Gainey announced in January his administration would take steps to review non-profit tax exemptions which, he said, shields approximately a third of all city real estate from property tax payments. He noted then the process could take years to complete.
Two months later, Gainey says his office has reviewed about 10% of all tax-exempt properties and is committed to evaluating all of the remaining parcels. City Solicitor Krysia Kubiak said those identified so far represent approximately $3.5 million in annual tax revenue.
Pennsylvania law allows non-profits to claim tax exemptions on properties assuming they align with the organization's charitable mission.

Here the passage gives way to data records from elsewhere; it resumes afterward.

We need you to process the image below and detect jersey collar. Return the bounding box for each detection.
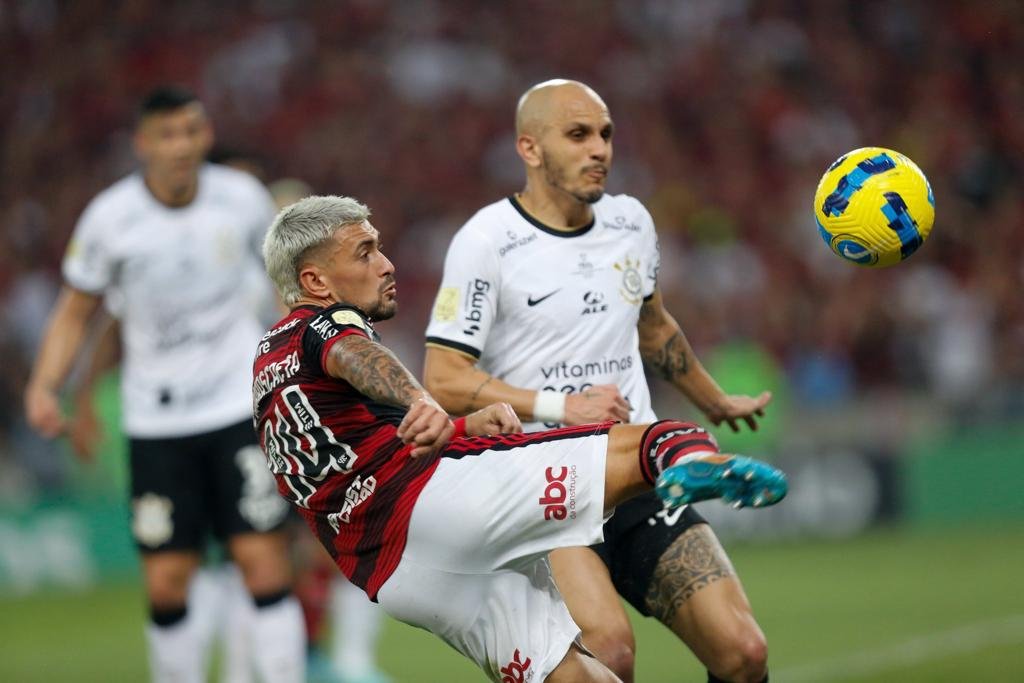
[508,195,595,238]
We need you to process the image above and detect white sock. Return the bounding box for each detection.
[187,566,227,673]
[330,576,386,678]
[221,565,255,683]
[146,614,205,683]
[250,593,307,683]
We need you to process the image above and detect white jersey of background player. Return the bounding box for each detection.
[25,88,304,683]
[426,192,660,431]
[425,80,775,683]
[65,162,272,437]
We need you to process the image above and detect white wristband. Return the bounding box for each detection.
[533,390,566,423]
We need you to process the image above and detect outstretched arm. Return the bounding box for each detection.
[637,288,771,432]
[424,345,630,425]
[326,334,429,408]
[325,334,452,458]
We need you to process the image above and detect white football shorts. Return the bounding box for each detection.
[377,426,609,682]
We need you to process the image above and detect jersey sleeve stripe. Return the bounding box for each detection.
[425,336,482,360]
[440,421,615,459]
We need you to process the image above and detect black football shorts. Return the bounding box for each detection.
[128,420,289,552]
[591,490,708,616]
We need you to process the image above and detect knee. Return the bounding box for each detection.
[237,556,292,596]
[584,631,636,682]
[145,567,192,609]
[709,628,768,683]
[231,533,293,594]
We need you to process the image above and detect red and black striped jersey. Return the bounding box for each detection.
[252,303,441,599]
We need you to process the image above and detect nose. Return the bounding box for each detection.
[379,252,395,277]
[588,137,609,162]
[169,131,193,157]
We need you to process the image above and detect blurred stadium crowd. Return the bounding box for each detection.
[1,0,1021,494]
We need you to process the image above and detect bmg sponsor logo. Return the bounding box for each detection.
[540,465,578,521]
[463,278,490,336]
[500,649,533,683]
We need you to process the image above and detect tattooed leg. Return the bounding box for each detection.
[645,524,768,683]
[644,524,735,622]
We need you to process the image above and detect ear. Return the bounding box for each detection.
[298,263,331,299]
[132,128,149,163]
[516,134,542,169]
[199,119,215,156]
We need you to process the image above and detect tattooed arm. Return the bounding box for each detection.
[326,334,429,407]
[637,288,771,432]
[326,334,452,457]
[328,335,522,452]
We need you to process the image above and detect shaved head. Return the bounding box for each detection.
[515,79,608,136]
[513,78,614,213]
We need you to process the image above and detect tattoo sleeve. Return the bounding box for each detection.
[644,524,736,625]
[328,335,426,407]
[642,330,689,381]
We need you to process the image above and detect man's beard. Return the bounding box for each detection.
[366,298,397,321]
[542,152,605,204]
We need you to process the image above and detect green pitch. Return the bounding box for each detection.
[2,525,1022,682]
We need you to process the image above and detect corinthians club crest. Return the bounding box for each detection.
[132,493,174,548]
[615,256,643,305]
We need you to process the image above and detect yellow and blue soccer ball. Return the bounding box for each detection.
[813,147,935,267]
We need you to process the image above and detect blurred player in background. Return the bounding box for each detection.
[254,194,786,682]
[268,177,392,683]
[24,86,305,683]
[67,300,260,683]
[424,80,772,683]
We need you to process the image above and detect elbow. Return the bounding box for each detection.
[637,337,663,366]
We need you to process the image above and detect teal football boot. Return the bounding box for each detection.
[656,454,787,510]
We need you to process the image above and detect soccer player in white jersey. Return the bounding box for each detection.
[24,87,305,683]
[425,80,773,683]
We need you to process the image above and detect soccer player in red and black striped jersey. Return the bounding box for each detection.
[254,194,787,683]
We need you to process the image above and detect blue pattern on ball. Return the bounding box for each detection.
[881,192,923,260]
[821,153,897,217]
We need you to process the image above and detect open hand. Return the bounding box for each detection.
[705,391,772,432]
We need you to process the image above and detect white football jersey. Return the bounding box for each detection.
[426,194,661,430]
[63,164,277,438]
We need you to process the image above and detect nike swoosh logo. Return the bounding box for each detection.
[842,244,870,261]
[527,289,561,306]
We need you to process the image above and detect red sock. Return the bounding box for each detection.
[638,420,719,485]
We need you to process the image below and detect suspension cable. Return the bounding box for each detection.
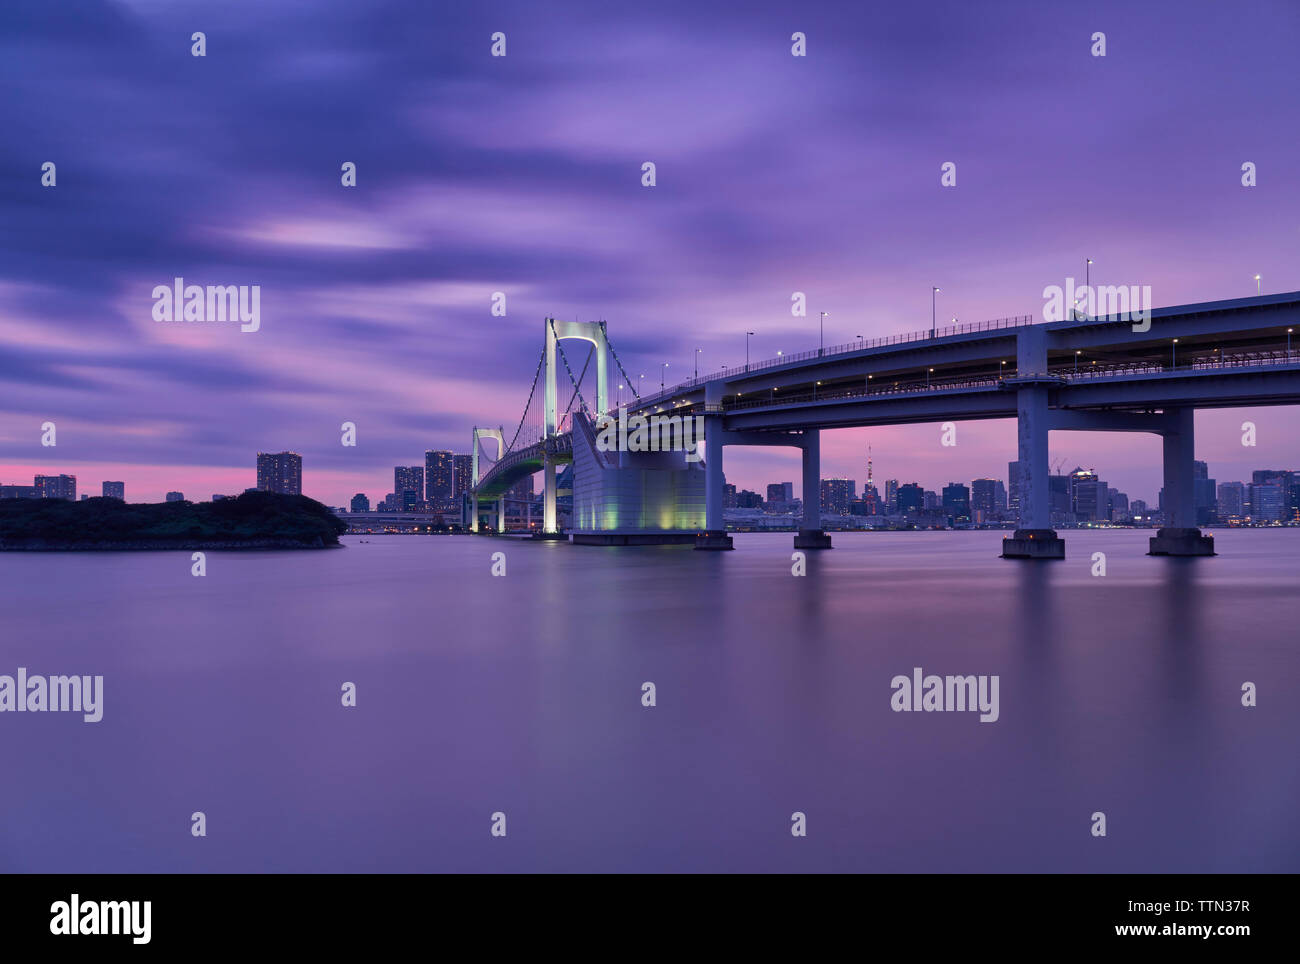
[505,342,547,453]
[602,320,641,401]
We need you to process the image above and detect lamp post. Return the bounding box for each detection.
[639,373,645,398]
[1000,359,1006,381]
[661,363,668,392]
[1288,328,1293,357]
[1172,338,1178,369]
[818,313,827,356]
[1255,274,1261,295]
[927,367,933,389]
[931,287,940,337]
[1085,258,1092,289]
[746,331,754,371]
[694,347,701,380]
[1075,350,1081,374]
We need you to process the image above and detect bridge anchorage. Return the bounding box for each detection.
[468,293,1300,557]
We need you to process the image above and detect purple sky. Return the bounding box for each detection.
[1,0,1297,506]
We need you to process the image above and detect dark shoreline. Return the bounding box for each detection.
[0,539,342,551]
[0,491,348,551]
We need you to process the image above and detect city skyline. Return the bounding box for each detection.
[1,1,1297,506]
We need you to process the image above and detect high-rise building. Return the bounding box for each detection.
[885,479,900,513]
[35,474,77,501]
[451,454,474,498]
[1007,461,1023,519]
[166,491,185,502]
[767,482,793,505]
[735,489,763,508]
[1108,488,1130,521]
[970,478,1003,523]
[723,482,737,508]
[0,484,40,499]
[897,483,924,516]
[426,450,454,504]
[257,452,302,495]
[350,493,370,513]
[394,466,423,508]
[1216,482,1246,522]
[1049,474,1071,522]
[1252,469,1293,489]
[820,478,854,515]
[942,483,971,523]
[1069,468,1105,521]
[102,481,125,501]
[1193,460,1217,524]
[1251,483,1286,522]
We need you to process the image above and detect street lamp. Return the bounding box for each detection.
[746,331,754,371]
[639,373,645,398]
[1288,328,1293,356]
[661,363,669,391]
[819,313,827,356]
[1075,349,1081,374]
[694,347,702,380]
[1172,338,1178,369]
[1000,359,1007,381]
[931,287,940,336]
[927,367,933,388]
[1085,258,1093,290]
[618,382,624,406]
[1255,274,1261,295]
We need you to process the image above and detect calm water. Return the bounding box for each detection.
[2,530,1297,873]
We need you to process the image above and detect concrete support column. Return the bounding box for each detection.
[497,499,506,533]
[1002,382,1063,559]
[795,428,832,549]
[703,413,724,530]
[1161,408,1195,529]
[471,495,479,533]
[801,430,821,531]
[695,384,732,549]
[1150,408,1215,555]
[1017,385,1050,530]
[543,455,557,533]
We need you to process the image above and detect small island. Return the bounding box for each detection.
[0,491,348,550]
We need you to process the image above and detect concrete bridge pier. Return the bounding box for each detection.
[1150,408,1215,556]
[470,495,480,533]
[1002,382,1064,560]
[695,387,733,549]
[542,454,557,534]
[795,428,832,549]
[497,499,506,533]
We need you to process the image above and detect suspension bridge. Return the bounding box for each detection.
[468,292,1300,556]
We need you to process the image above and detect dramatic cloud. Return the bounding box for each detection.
[1,0,1296,503]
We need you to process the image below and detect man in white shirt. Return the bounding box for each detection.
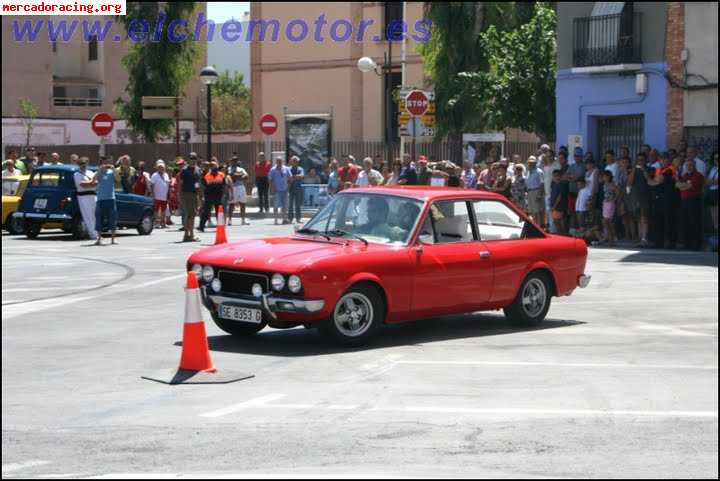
[73,157,97,240]
[2,159,17,178]
[150,160,170,228]
[356,157,383,187]
[682,146,706,176]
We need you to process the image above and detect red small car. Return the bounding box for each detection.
[187,187,590,345]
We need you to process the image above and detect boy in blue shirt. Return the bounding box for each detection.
[90,156,119,245]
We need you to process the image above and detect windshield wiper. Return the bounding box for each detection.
[295,227,331,241]
[325,229,369,246]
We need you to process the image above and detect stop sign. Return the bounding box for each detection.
[91,112,114,136]
[405,90,429,117]
[259,113,278,135]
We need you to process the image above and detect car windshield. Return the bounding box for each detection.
[2,179,20,196]
[30,172,62,187]
[301,192,424,245]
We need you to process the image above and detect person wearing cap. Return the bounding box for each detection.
[254,152,272,215]
[150,160,171,229]
[90,156,118,245]
[199,160,226,232]
[73,156,97,240]
[177,155,201,242]
[525,156,545,226]
[228,155,250,225]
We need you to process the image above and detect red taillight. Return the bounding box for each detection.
[60,197,72,210]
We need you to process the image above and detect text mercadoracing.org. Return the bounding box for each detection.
[7,10,433,45]
[1,0,125,15]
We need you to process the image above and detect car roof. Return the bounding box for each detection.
[341,186,508,202]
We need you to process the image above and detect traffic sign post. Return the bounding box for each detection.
[405,90,429,117]
[91,113,114,158]
[260,113,278,164]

Critics argue pay-to-use parking lots and other forms of property used to generate revenue should not qualify.
“I made a promise to the people when I ran that in this city, we would be able to do the necessary work to ensure that all of our nonprofits meet their constitutional standard,” Gainey said.
Having identified the first slate of parcels, Kubiak said, the county must make its own assessment before hearings are scheduled to determine each case. Lengthy appeals processes could then play out in the court of common pleas.
“I hope that they work as diligently as we did and they uphold what we know to be true,” Gainey said.
Before Gainey committed to the city-wide review, citizens and watchdog groups have for years demanded stronger oversight of the city’s non-profit entities that enjoy a range of property and operating tax breaks.
Pittsburgh is home to multiple universities, museums and healthcare systems — some of which oversee sizable real estate portfolios. At the center of the public criticism is healthcare behemoth UPMC, which employs about 92,000 workers and operates an annual budget of more than $20 billion.
Following Gainey’s press conference today, Pittsburgh United’s Economic Justice Organizer Dan Davis issued a statement acknowledging the administration’s work as “a major step in the right direction,” but urging that they “leave no stone unturned” as they continue to review.
“UPMC has cheated our city for decades, using their charity status as a shield to deprive Pittsburghers of the tax dollars we are owed to reinvest in our transit, infrastructure, and schools,” Davis said.
UPMC did not immediately respond to a request for comment.